Richard Draper, BIM process manager at Birmingham City University, says: “You don’t have to deliver all of that stuff. When a client just says ‘give me COBie’ without identifying their specific requirements, consultants will be ripping their hair out because that level of information is just not needed to manage buildings. It’s a big job for someone that will have to be paid for unnecessarily.”

David Walters, project manager at Argent responsible for developing and implementing its BIM strategy at its King’s Cross development, adds: “Full COBie data drops are not the route we want to go down. We worked with existing asset managers and facilities managers, lease- holders and tenants, to understand what information they actually need.

In BIM+’s survey, as many as 58% of respondents claimed never to have used BS 1192-4, the standard that describes the structure and usage of COBie.

“The result was quite a short list: mostly just spatial data needed to understand floor areas and demises, to ensure we are charging people the correct rent, and data for the maintainable assets in our buildings needed for warranties for kit like primary plant, chillers, boilers etc.”

Three interviewees, including two representing the higher education sector, highlighted difficulties in importing COBie data into existing CAFM software.

Birmingham City University was seeking closer integration with the design and construction BIM tools that it was already using. Draper explains: “We are currently looking to develop a bespoke CAFM system. There are lots of systems available but they are not able to do it the way we want. So we are working with Autodesk on a project to build a system from scratch, looking at the workflows we need, and how technology can support that.

“The CAFM system will be a derivative of the Autodesk BIM 360 suite Field and Glue, and most probably SharePoint (a form of Common Data Environment in line with PAS 1192). Essentially we should end up with a combination of the two and development work will make them talk to each other.”
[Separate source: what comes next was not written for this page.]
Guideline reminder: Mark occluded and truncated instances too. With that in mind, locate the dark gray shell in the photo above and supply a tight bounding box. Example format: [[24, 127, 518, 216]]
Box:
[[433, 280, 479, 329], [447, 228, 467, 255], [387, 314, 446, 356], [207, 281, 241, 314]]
And Trina Ratcliffe-Pacheco, building design manager at the University of the West of England estates department, points out: “Our existing FM tool doesn’t have a 3D interface to visualise the assets in 3D, so there is a limitation on graphical output. For example, if I am sending someone to change light bulbs in a double-storey space, they are not able to identify that from the plan view in the FM tool, which means adding additional pointers in an email, such as ‘mobilise a cherrypicker’.

“Software providers are promising 3D functionality in their new versions, but I’m sceptical of whether they will be able to deliver it yet.”

BIM-to-CAFM COBie transfer is also a problematic area for Nigel Midmer, framework manager for the Southern Construction Framework at Hampshire County Council. “We want to be able to transfer data into our CAFM systems after project delivery, but have not delivered that yet,” he says.

“At present there isn’t a proprietary software solution to enable that fully and we haven’t developed one. We don’t work on a proprietary system priority and are trying to do it as a performance-based specification, and working with vendors to understand how to move things forward.”

However, it was recognised that the Government Soft Landings process, recommended from April 2016 for all central government departments, should improve the quality of COBie data, by recognising the need for early end-user engagement in the design and construction process.

Stocks from Faithful + Gould concludes: “If you are running a GSL approach with an FM provider – or someone representing the FM provider – and the operator through the delivery process, at the end you should have a solid set of data that enables you to service your CAFM system. And going into operation, there should be a smoother handover process.”